4:15 am on Jan 5, 2023 (gmt 0)

10+ Year Member Top Contributors Of The Month



@mack - That is a good suggestion. The pages to which these backlinks point (both internal and external) are only to improve site health. Only ~2-5% of these web pages actually receive traffic from Google. That's the reason I had decided to drop all those pages; but I had no clue how to fix the internal links to these pages. Now that I've figured out a way to extract the links and fix the linking structure; my best bet is to eliminate them altogether where the link points to a non-existing page. It'll enhance the user experience.

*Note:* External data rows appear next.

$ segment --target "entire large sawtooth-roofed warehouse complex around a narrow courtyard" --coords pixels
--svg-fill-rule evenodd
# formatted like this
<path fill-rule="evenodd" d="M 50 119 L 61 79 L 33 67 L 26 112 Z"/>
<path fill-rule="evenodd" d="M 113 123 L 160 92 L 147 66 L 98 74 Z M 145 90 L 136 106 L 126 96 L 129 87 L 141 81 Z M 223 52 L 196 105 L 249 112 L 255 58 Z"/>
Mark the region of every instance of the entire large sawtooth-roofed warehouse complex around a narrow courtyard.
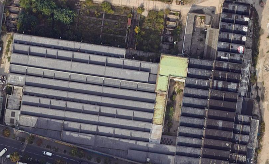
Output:
<path fill-rule="evenodd" d="M 125 59 L 125 49 L 15 34 L 5 123 L 145 163 L 252 163 L 248 4 L 226 1 L 216 58 Z M 161 144 L 169 81 L 184 83 L 176 143 Z"/>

It's an experiment in SEO. I've already lost ~95% of site's traffic and it can't get worse. I hope Google will appreciate these changes.

PS: Let me know if you think this could be a serious mistake.

buckworks

7:16 pm on Jan 5, 2023 (gmt 0)

WebmasterWorld Administrator 10+ Year Member Top Contributors Of The Month



>> I only have Mac machines with me.

For Mac, I like Integrity and Scrutiny link checkers from Peacock Media.

tangor

8:16 pm on Jan 5, 2023 (gmt 0)

WebmasterWorld Senior Member 10+ Year Member Top Contributors Of The Month



Now that I've figured out a way to extract the links and fix the linking structure; my best bet is to eliminate them altogether where the link points to a non-existing page. It'll enhance the user experience.


That's not an experiment in SEO, that's practical commonsense. If a link is of no value, make it disappear. If a page on your site has lost its value, archive it or make it disappear.

Most folks call this house cleaning. All this web linking stuff sounds neat, but if 60 minutes after setting it that link gets broken (and makes YOU look bad) why have it in the first place. Pick and choose which links are of value and that will increase the VALUE your site offers TO THE USER.

Your thoughts on gov edu links is okay. Filter for those and I suspect you won't have all that much to work on. AND, if any of those are broke, they aren't worth keeping in the final.